Vasantha tried repeatedly to get her husband out on bail owing to his health condition and fear of the pandemic. She wrote to the erstwhile Maharashtra home minister Anil Deshmukh and to the jail authorities but her pleas amounted to nothing.

“They keep saying he is a threat to the democracy of the country. What can a man who is lacking basic limb functions do? People like Pragya Thakur are out on bail after admitting proudly in the courts that they were guilty of terrorist acts. Why is my husband, who has done no harm still in jail?” she asks.

Vasantha further remarks that so far he has been surviving owing to his faith in the public and his determination. Discussing one of his letters, she recollects how he said, “Nenu chavuni nirakarsithanu” (I refuse to succumb to death).

When asked where she finds her strength she plainly states, “Anyayam chaala rojulu gelavadu. (Injustice doesn’t last for too long.)

The language of silence:

Perhaps another distressing part of Vasantha’s account was how language proved to be such a dreadful barrier. “In the jail, they would not allow us to speak in Telugu because they don’t know the language in Maharashtra. I don’t know English very well. So I would speak in Telugu and he would reply in English. If by mistake, he uttered something in Telugu we were not allowed to talk even though we only got 20 minutes to begin with.” she says.

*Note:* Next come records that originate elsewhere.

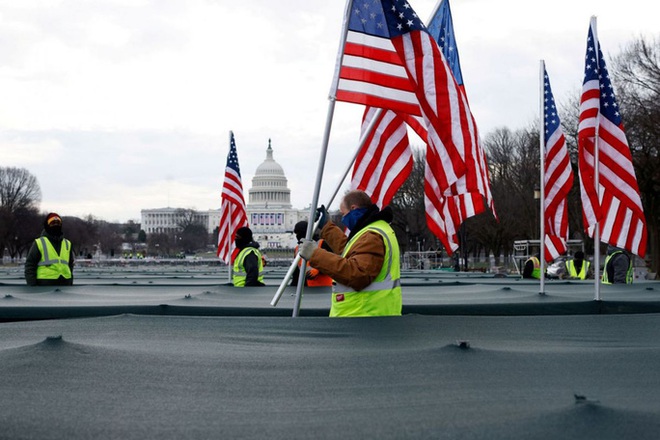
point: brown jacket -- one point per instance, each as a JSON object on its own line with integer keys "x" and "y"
{"x": 363, "y": 262}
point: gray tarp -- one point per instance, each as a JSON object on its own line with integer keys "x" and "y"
{"x": 199, "y": 377}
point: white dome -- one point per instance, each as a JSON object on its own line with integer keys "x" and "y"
{"x": 269, "y": 185}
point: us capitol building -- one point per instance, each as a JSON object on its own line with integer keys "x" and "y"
{"x": 269, "y": 210}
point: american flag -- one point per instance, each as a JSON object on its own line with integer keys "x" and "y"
{"x": 558, "y": 177}
{"x": 232, "y": 211}
{"x": 446, "y": 205}
{"x": 471, "y": 194}
{"x": 615, "y": 205}
{"x": 385, "y": 161}
{"x": 390, "y": 61}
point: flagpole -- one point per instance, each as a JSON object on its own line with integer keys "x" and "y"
{"x": 542, "y": 175}
{"x": 324, "y": 151}
{"x": 229, "y": 249}
{"x": 363, "y": 139}
{"x": 596, "y": 181}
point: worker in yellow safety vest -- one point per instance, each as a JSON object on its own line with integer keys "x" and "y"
{"x": 364, "y": 264}
{"x": 532, "y": 268}
{"x": 248, "y": 264}
{"x": 618, "y": 267}
{"x": 578, "y": 267}
{"x": 49, "y": 261}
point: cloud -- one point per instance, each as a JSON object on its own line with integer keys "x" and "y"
{"x": 120, "y": 105}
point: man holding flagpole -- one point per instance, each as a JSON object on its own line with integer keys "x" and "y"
{"x": 366, "y": 267}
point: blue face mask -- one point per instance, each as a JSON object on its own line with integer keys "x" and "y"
{"x": 351, "y": 219}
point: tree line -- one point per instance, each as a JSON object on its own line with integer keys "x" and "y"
{"x": 513, "y": 158}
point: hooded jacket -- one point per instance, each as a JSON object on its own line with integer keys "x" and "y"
{"x": 365, "y": 259}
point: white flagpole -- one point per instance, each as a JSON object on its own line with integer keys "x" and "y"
{"x": 229, "y": 249}
{"x": 363, "y": 140}
{"x": 324, "y": 151}
{"x": 229, "y": 265}
{"x": 596, "y": 183}
{"x": 542, "y": 173}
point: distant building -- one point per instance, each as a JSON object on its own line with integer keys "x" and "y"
{"x": 269, "y": 209}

Viewing the language and the alienation as a road block, Vasantha tried to get her husband transferred from Nagpur prison to Hyderabad’s Cherlapally Central jail under the Transfer of Prisoners act, 1950 but the state responded with radio silence.

Literature: The sole respite

“Now he just reads the books I send him. While I don’t know what he is reading at the moment, he asked for The Early Indians by Tony Joseph, The Anarchy by William Dalrymple, Perumal Murugan’s Amma and the collected poems of John Keats,” she states

But going by Vasantha Kumari’s narrative, Dr GN Saibaba speaks highly of Urdu communist poet, Faiz Ahmed Faiz. He also translated some of Faiz’s poetry into Telugu in the letters to his wife.

Dr Saibaba told his wife that each time he reads Faiz, he feels like his thoughts have found a form. With the darkness shrouding around the couple (and in fact over all the victims suffering under UAPA), snippets from literature seem to be the sole solace Dr Saibaba finds.